If a function $f:\mathbb R\to\mathbb R$ is $o(x)$ in a neighborhood of $x=0$, then it follows trivially that $f(0) = f'(0) = 0$.
Analogously, suppose a function $f$ is $o(x^k)$ as $x\to 0$, where $k$ is a positive integer. (That is, $\lim_{x\to 0} f(x)/x^k = 0$.) In this case, if $f$ is $k$ times differentiable at the origin, I can deduce that $f(0) = f'(0) = f''(0) = \cdots = f^{(k)}(0) = 0$. Is the $o(x^k)$ condition strong enough to show that these first $k$ derivatives actually exist? If so, how? If not, what is a counterexample?
If $f$ is assumed to have derivatives up to order $k$ in a neighborhood of $x=0$ then $f(x) = o(x^k)$ implies $$ f(0) = f'(0) = f''(0) = \ldots = f^{(k)}(0) = 0 \, . $$ This follows for example from Taylor's theorem $$ f(x) = f(0) + f'(0)x + \frac{f''(0)}{2} x^2 + \ldots + \frac{f^{(k)}(0)}{k!} x^k + h_k(x) x^k $$ with $\lim_{x \to 0} h_k(x) = 0$.
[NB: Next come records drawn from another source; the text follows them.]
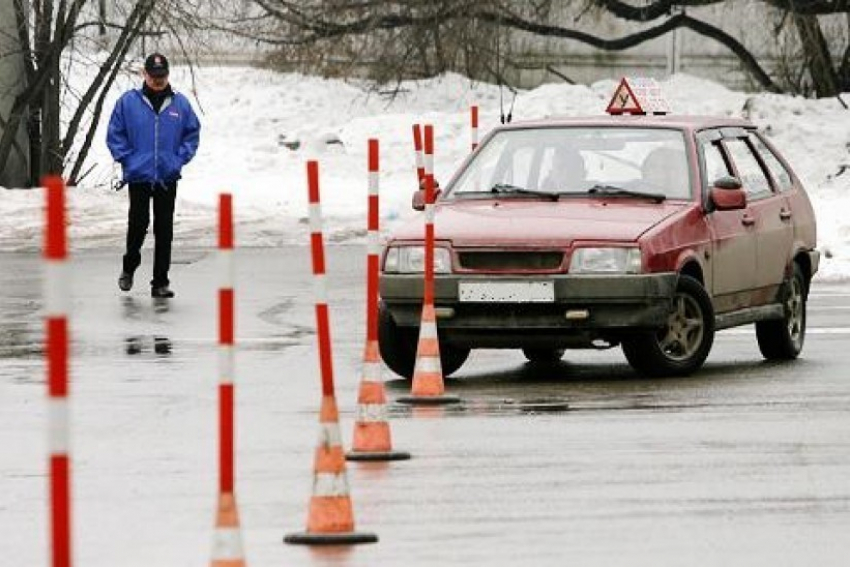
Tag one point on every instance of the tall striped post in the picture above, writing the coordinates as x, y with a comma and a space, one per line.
226, 324
474, 122
428, 386
417, 148
57, 303
372, 436
330, 519
227, 538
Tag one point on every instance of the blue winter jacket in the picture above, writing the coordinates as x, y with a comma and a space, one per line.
152, 147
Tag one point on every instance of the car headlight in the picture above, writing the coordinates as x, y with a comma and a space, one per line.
411, 260
606, 261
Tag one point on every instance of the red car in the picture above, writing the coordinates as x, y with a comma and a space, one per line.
647, 232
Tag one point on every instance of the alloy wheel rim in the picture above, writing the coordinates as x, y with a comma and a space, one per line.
683, 335
794, 309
But for $k \ge 2$, $f(x) = o(x^k)$ does not imply the existence of $f^{(k)}(0)$, a counter-example is $$ f(x) = |x|^{k+1} \text{ times the characteristic function of the rationals} $$ which is only differentiable at $x=0$, so that $f''$ nowhere exists.